In Bayern sollen sich Pflegekräfte demnächst registrieren lassen müssen
Bildrechte: picture alliance/dpa | Marijan Murat

In Bayern sollen sich Pflegekräfte demnächst registrieren lassen müssen

Per Mail sharen
Artikel mit Audio-InhaltenAudiobeitrag

Pflegefachkräfte in Bayern sollen sich bald registrieren müssen

Wie viele Pflegekräfte arbeiten in Bayern? Und wo genau? Das sind Fragen, die aktuell nicht beantwortet werden können. Per Gesetz will die Staatsregierung Pflegekräfte verpflichten, sich zu registrieren. Die SPD findet den Entwurf unausgegoren.

Über dieses Thema berichtet: BR24 im Radio am .

Ungefähr 200.000 Pflegekräfte sind in Bayern tätig. Etwa 120.000 von ihnen haben eine dreijährige Ausbildung absolviert. Das sagt Georg Sigl-Lehner von der Vereinigung der Pflegenden in Bayern. Die Wörtchen "ungefähr" und "etwa" sind dabei allerdings entscheidend. Denn die Zahlen beruhen lediglich auf einer Annahme.

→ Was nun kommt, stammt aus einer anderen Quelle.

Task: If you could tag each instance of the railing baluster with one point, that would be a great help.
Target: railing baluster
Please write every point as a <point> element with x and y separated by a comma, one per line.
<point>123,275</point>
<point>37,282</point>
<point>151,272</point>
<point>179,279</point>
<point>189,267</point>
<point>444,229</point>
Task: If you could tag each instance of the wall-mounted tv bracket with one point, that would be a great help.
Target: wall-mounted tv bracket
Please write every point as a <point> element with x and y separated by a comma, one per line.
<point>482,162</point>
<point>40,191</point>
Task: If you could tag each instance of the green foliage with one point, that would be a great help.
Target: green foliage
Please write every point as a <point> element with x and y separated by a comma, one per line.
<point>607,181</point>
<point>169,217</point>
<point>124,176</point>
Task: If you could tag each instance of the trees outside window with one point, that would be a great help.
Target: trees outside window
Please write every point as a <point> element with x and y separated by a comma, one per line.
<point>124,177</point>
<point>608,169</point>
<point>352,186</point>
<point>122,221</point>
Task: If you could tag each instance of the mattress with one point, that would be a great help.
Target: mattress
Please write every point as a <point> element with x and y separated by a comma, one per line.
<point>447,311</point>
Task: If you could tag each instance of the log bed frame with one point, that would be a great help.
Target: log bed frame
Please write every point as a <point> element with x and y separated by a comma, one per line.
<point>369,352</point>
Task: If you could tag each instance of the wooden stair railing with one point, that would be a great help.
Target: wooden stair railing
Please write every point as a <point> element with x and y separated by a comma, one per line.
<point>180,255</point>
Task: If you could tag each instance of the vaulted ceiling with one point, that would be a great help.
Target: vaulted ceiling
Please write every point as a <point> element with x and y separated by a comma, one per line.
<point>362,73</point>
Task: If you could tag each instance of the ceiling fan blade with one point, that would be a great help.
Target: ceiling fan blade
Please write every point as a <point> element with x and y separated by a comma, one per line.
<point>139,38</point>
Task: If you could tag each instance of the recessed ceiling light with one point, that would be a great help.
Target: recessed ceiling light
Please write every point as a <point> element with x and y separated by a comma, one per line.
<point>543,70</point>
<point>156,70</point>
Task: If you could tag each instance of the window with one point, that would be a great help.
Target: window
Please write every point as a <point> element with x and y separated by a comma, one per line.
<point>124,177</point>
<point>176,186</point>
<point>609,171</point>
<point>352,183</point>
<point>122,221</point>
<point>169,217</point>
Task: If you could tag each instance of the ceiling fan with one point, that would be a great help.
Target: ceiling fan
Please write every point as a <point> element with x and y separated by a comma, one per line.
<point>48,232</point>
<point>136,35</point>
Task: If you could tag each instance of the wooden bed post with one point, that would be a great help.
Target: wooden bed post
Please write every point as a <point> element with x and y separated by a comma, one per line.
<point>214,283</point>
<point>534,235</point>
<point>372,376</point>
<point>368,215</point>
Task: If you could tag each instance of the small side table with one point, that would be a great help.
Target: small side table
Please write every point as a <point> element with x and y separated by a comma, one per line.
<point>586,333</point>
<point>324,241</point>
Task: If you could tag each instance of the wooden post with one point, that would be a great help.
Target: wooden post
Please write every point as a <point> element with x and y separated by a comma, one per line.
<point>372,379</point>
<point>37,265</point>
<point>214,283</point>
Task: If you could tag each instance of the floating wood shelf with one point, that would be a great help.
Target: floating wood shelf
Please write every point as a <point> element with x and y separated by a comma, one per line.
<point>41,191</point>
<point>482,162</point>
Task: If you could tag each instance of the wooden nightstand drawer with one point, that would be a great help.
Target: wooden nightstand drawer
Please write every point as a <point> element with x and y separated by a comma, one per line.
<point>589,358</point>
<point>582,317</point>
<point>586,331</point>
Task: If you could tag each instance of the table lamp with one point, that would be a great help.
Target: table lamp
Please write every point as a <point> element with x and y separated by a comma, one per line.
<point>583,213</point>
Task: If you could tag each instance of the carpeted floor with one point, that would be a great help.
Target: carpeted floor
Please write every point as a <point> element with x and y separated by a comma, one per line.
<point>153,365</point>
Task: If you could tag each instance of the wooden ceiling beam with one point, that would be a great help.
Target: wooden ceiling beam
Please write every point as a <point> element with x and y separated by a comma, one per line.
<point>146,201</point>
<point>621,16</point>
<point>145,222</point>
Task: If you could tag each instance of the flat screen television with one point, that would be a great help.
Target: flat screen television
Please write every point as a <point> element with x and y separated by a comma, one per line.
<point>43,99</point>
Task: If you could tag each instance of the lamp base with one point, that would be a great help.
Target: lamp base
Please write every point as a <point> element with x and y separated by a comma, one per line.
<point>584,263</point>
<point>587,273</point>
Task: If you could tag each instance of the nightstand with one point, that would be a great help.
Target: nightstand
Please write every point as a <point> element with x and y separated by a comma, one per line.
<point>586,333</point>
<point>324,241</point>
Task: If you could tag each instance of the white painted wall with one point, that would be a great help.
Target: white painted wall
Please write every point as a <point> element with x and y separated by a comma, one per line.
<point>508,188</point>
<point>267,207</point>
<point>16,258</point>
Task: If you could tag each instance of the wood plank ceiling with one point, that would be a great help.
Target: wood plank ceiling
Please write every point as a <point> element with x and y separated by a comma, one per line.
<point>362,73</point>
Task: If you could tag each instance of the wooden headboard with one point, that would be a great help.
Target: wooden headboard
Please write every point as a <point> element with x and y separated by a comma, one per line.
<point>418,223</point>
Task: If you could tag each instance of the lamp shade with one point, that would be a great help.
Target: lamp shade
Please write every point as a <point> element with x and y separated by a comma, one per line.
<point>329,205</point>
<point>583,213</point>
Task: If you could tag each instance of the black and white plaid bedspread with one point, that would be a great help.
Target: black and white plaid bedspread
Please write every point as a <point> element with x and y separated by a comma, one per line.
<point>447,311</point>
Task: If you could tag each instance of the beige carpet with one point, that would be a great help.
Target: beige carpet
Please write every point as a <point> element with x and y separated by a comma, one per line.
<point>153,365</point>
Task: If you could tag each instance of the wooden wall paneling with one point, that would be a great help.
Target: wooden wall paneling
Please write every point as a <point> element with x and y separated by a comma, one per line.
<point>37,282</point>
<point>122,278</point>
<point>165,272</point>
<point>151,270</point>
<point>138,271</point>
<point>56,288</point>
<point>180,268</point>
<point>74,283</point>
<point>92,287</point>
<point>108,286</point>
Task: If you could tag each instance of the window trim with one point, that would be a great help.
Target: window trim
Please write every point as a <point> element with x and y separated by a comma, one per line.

Zahl der Pflegekräfte in Bayern ist nur eine Schätzung

Keiner weiß wirklich, wie viele Pflegekräfte im Freistaat tätig sind. Wo genau sie arbeiten. Und: wie lange sie bereits oder voraussichtlich noch arbeiten oder wie sie qualifiziert sind.

Bayerns Gesundheitsministerium will das ändern. "Mit dem Berufsregister erhalten wir in Bayern künftig ein klares Bild etwa über die Anzahl, die Altersstruktur oder das Qualifikationsniveau von Pflegefachkräften in einzelnen Regionen", heißt es aus dem Ministerium. Damit könne man wichtige verlässliche Voraussagen für die Zukunft treffen. Schon vor Monaten hat das Gesundheitsministerium einen Gesetzentwurf ausgearbeitet, der Pflegekräfte verpflichtet, sich registrieren zu lassen.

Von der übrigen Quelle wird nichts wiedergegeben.